The statistics of the outcome distribution is captured by the “projection-valued measure” associated to $F$, which quantifies the “density of states” in a given spectral region. 
The measurement process itself has nothing to do with the observable. If you wish to model that, then you need to modify the hamtiltonian, i. e. dynamics. There is no collapse of wave functions to some fixed point. 
A: This is the essence of the decoherence-based understanding of measurement. The idea is that the operators in the Hamiltonian act upon the system's state, causing it to decohere into a probability distribution at a certain basis, called a "pointer basis". For example, because physical interactions are generally based on the position operator, they often cause (approximate) decoherence in the position eigenbasis, which is why things appear to be localized - particles have trajectories and positions. 
The operators that represent measurement in QM can hence be considered to "work" because they are diagonal in the same basis as the pointer-basis that the measurement-process induces decoherence in.

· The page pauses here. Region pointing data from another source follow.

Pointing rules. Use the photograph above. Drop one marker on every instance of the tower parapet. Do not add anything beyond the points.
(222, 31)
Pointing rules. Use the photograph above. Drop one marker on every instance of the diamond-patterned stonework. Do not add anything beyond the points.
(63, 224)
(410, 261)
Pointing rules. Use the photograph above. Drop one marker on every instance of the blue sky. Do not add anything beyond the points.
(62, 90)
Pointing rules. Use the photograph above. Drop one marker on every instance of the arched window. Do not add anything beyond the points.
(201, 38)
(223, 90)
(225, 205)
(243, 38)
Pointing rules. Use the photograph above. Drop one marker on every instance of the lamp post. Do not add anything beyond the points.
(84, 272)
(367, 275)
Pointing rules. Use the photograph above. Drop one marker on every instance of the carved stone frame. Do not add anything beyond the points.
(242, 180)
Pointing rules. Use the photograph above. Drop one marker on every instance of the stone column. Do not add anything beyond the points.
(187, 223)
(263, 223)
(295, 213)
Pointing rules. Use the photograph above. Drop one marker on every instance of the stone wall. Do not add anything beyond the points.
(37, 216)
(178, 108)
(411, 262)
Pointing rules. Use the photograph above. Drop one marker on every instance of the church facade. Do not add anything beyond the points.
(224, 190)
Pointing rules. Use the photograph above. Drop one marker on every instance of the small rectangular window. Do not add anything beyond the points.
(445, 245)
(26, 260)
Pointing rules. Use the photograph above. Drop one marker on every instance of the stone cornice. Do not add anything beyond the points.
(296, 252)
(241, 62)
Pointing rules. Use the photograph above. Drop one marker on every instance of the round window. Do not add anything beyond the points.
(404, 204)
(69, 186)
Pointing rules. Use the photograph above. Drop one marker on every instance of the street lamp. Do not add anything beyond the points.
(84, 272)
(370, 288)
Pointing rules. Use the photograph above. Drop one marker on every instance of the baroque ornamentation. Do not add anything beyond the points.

A: I think that in the same sense as previous members have answered the hamiltonian has a certain role to play in the time evolution of the system.If viewed from the schrodinger picture it is the state of the system which evolves but in heisenberg picture it is the operator or rather the expectation value which evolves in time.These two completely equivalent to each other.I think it is an analogue of phase space volume in classical mechanics.And when any other operator commutes with the hamiltonian then it is called a constatnt of motion.This is what I have inferred from it.